A na ICQ mam kilka dobrych kontaktów. Rzucam pytanie i za 15 sekund
mam odpowiedź. Kolejne minuty....
| 4. Dziesiątki przydatnych freeware'ów i innych narzędzi
Nie wiem gdzie te dziesiątki freewar'ów i narzędzi i po jaką cholerę??? Żeby
dysk zapchać?
Rozumiem jakiś program do ftp (pliki do naświetlania) ale te dziesiątki???

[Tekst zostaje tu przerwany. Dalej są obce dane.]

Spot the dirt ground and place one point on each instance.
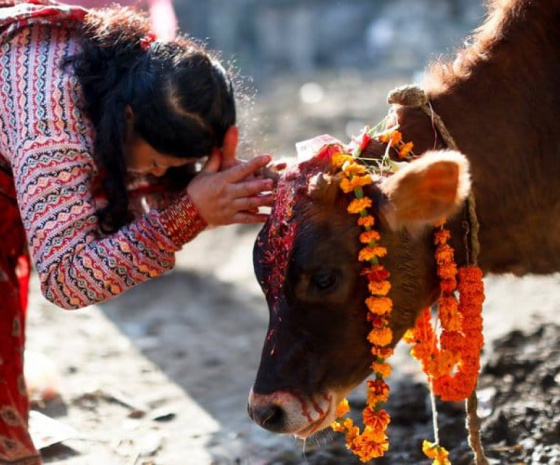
(161, 374)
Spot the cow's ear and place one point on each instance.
(426, 190)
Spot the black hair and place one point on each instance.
(181, 96)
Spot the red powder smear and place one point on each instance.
(277, 238)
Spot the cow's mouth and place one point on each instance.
(290, 413)
(320, 424)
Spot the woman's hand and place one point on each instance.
(226, 191)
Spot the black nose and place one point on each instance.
(270, 417)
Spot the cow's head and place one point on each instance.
(305, 258)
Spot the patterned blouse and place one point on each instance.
(46, 142)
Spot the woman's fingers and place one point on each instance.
(252, 203)
(242, 170)
(213, 163)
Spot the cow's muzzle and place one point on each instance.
(289, 413)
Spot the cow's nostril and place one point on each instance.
(270, 417)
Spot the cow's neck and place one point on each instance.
(501, 107)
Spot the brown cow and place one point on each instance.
(499, 99)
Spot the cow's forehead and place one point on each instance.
(277, 238)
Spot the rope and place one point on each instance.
(414, 96)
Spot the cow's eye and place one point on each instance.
(324, 280)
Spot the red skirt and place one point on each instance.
(15, 443)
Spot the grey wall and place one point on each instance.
(271, 37)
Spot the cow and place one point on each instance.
(499, 99)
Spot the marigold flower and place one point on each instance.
(382, 352)
(448, 285)
(343, 408)
(366, 221)
(436, 452)
(383, 369)
(368, 236)
(380, 336)
(376, 419)
(405, 149)
(375, 273)
(442, 236)
(391, 137)
(367, 253)
(379, 287)
(444, 254)
(351, 168)
(452, 340)
(338, 159)
(349, 185)
(338, 427)
(366, 449)
(357, 205)
(379, 305)
(447, 270)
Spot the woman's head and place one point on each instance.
(174, 99)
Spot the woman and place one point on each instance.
(91, 104)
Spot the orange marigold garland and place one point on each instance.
(450, 362)
(371, 442)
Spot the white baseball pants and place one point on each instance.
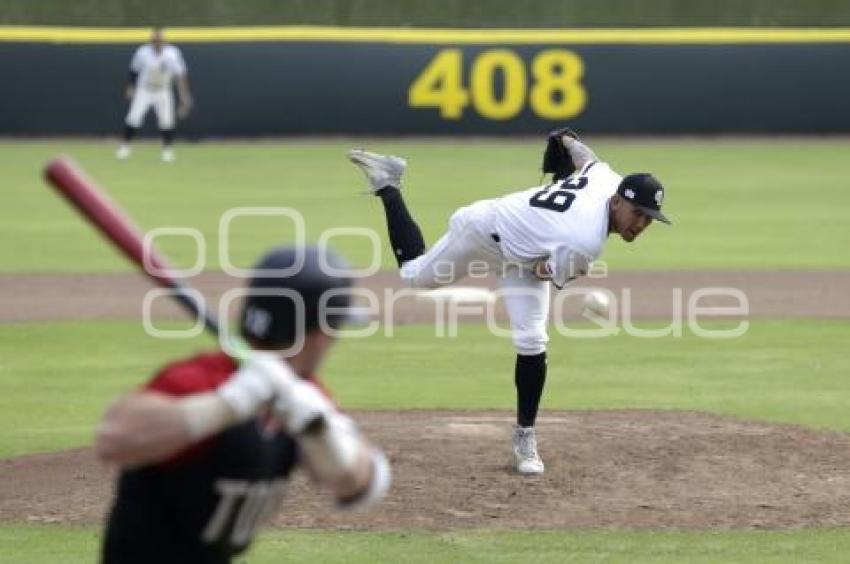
(467, 247)
(163, 105)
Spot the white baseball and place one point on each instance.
(596, 302)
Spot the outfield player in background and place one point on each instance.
(206, 446)
(153, 69)
(533, 238)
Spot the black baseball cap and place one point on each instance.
(646, 193)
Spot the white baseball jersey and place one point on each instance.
(157, 70)
(565, 223)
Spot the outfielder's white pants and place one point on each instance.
(162, 102)
(467, 247)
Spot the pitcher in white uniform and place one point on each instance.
(532, 238)
(153, 71)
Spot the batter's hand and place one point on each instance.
(542, 271)
(257, 382)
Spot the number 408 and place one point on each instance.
(556, 89)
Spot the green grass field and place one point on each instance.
(71, 545)
(792, 371)
(736, 204)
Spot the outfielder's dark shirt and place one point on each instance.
(205, 504)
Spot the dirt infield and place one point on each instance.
(626, 469)
(779, 294)
(617, 469)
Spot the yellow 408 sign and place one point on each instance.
(556, 90)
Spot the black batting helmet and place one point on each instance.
(293, 290)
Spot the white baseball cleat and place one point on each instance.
(525, 450)
(381, 170)
(123, 152)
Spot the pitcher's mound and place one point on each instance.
(631, 469)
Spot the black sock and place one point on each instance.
(405, 236)
(529, 378)
(167, 137)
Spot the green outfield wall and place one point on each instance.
(297, 80)
(433, 13)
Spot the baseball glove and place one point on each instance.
(556, 158)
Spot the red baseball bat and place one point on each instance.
(90, 200)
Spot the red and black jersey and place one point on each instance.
(205, 504)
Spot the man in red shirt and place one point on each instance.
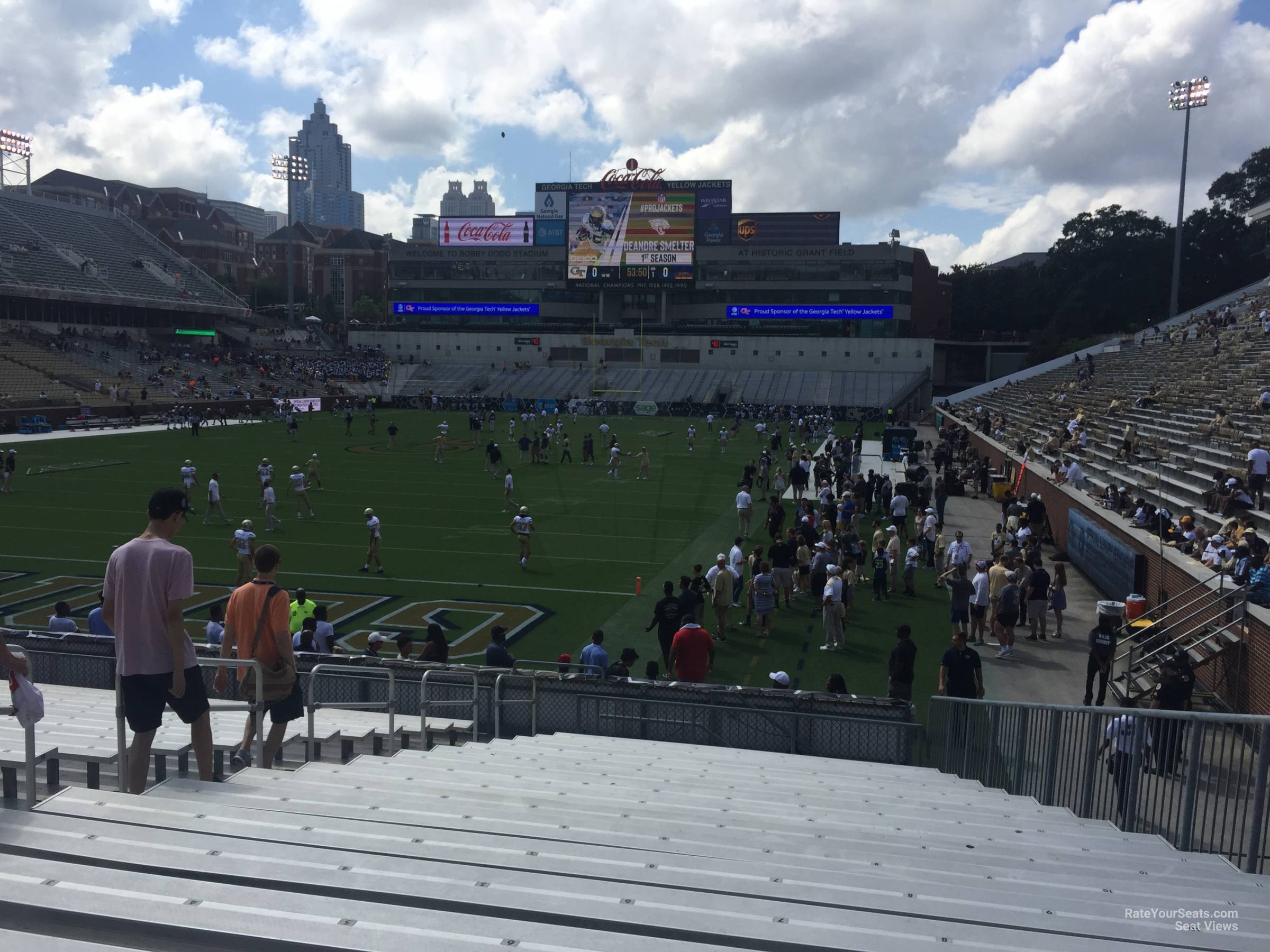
(691, 653)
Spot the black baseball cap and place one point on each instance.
(166, 502)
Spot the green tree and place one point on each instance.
(367, 310)
(1246, 187)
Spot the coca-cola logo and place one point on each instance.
(492, 232)
(618, 179)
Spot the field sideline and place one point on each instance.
(448, 550)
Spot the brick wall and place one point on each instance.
(1240, 678)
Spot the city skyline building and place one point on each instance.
(327, 197)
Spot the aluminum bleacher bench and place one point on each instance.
(13, 758)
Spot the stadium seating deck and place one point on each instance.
(40, 227)
(596, 843)
(1191, 384)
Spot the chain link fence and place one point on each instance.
(524, 702)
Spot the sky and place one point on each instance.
(975, 127)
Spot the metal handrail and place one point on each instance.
(1220, 593)
(1156, 652)
(1178, 624)
(29, 737)
(424, 703)
(256, 708)
(1078, 765)
(391, 705)
(532, 701)
(531, 662)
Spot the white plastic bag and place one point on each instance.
(29, 700)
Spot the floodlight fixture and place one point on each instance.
(1184, 96)
(1189, 94)
(14, 143)
(290, 168)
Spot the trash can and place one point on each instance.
(1114, 610)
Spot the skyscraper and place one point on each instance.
(328, 197)
(455, 204)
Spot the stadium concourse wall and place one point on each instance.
(526, 701)
(627, 348)
(1241, 678)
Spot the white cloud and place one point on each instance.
(394, 208)
(1038, 224)
(759, 92)
(941, 249)
(197, 145)
(52, 59)
(278, 125)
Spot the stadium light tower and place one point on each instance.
(1184, 96)
(290, 168)
(14, 157)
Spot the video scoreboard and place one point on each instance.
(633, 230)
(640, 238)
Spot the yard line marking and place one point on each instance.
(361, 575)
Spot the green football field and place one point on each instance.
(446, 546)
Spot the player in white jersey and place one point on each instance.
(522, 526)
(270, 500)
(373, 546)
(509, 503)
(300, 492)
(244, 549)
(266, 473)
(214, 500)
(188, 478)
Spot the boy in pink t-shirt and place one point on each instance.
(147, 584)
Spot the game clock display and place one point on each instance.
(632, 239)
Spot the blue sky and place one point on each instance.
(976, 129)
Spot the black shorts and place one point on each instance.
(147, 695)
(289, 709)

Gdybym nie ściagał z sieci free-, shareware i demo to bym nie znał i
nie używał baaardzo wielu programów. Choćby ten, ściągnięty dzisiaj:
XP-AntiSpy (oferuje odinstalowanie Messengera i wyłączanie opcji
wysyłania raportów o błędach i uaktualnień do microsoftu) - znowu
oszczędność czasu. Windows chodzi szybciej. Ja nie myślę o pierdołach
typu "biorytmy".
Ogólnie mam wrażenie, że to Ty chciałbyś stawiać warunki gdyby rozpatrywano
Twoją kandydaturę i aby to firma dostosowała stanowisko do Twoich potrzeb i
uzdolnień. Owszem, gdy jesteś genialny i "rozrywany" ale w przeciwnym razie
to chore!
To, że chciałbym dostosować komputer, na którym miałbym pracować, do
swoich potrzeb? To jest chore??? Chore to jest usadzenie gościa na
dupsku ze związanymi rekami!!!
Nie myślę o przynoszeniu z domu piratów, ale, Jezu, co komu
przeszkadza że ktoś sobie jakieś małe narzędzia zainstaluje. Tylko po
to, żeby praca przebiegała sprawniej. Chory to jest pracodawca, który
stosuje takie zakazy. Albo na jakieś fobie cierpi.